Wykonując swoją pracę, często uczestniczyłem w wydarzeniach o, można rzec, historycznym znaczeniu. Opisane w tej książce wydarzenia są jednocześnie wspomnieniem o moich kolegach ze Specjalnej Grupy Ochronnej. To były już niemal ostatnie chwile naszej wspólnej służby.
Tak jak wtedy, gdy razem chroniliśmy podczas wizyty w ojczyźnie naszego papieża Jana Pawła II.
W 1989 roku w kraju nastąpiły duże zmiany, które nie ominęły też naszego resortu. Lech Wałęsa walczył o prezydenturę. Przyszedł czas, w którym nasze drogi powoli zaczęły się rozchodzić. Część opuściła szeregi BOR, niektórzy z nas rozjechali się po świecie: do RPA, Kanady, krajów Europy.
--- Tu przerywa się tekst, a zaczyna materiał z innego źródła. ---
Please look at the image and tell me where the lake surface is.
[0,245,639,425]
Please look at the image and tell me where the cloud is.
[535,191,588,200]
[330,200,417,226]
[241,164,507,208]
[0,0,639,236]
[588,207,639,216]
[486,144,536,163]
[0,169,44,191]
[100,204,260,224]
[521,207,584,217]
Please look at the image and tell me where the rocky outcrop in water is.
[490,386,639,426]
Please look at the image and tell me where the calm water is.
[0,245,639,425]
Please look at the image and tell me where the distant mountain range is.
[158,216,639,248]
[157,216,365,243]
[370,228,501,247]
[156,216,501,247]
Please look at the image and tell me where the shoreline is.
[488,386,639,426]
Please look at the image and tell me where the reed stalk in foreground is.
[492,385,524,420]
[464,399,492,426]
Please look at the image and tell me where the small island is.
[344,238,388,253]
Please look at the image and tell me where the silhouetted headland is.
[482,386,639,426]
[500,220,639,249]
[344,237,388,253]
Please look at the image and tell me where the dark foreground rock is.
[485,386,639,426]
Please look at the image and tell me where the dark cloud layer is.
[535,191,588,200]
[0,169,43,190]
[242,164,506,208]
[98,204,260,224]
Mam szczególną okazję, aby przywołując we wspomnieniach tamten czas, złożyć wszystkim moim kolegom z Grupy SGO specjalne podziękowanie za wspólne nasze działania, wsparcie w pełnieniu trudnej służby, za „nocne Polaków rozmowy”, za koleżeństwo i „braterstwo broni”. Dziękuję „Małemu” – dowódcy SGO, oraz pozostałym członkom naszej grupy. A byli to: „Dżuda”, „Gabon”, „Ciacho”, „Sanczo”, „Psia Morda”, „Komes”, „Cygan”, „Kermit”, „Afgan”, „Jawor”, „Polonez”, „Sosna”, „Ptyś”, „Ogon”, „Świerszczyk”, „Dzięcioł”, „Kozioł”, „Fuzja”, „Fiury”, „Cieśla”, „Kwiatek”, „Sidor”. Dziękuję pozostałym członkom SGO, których nie wymieniłem. Pamięć staje się ulotna…
Szczególne podziękowania składam mojej żonie Ewie, która cały czas wierzyła, że warto to wszystko opisać. Dopingowała mnie i wspierała w chwilach zwątpienia. Była pierwszym i bardzo krytycznym recenzentem. Była moim dobrym duchem
Dziękuję też Osobie, którą pozwoliłem sobie obdarzyć mianem „Ojca chrzestnego”, bo zachęciła mnie do napisania tych wspomnień, i wszystkim, którzy przyczynili się do powstania i wydania tej książki.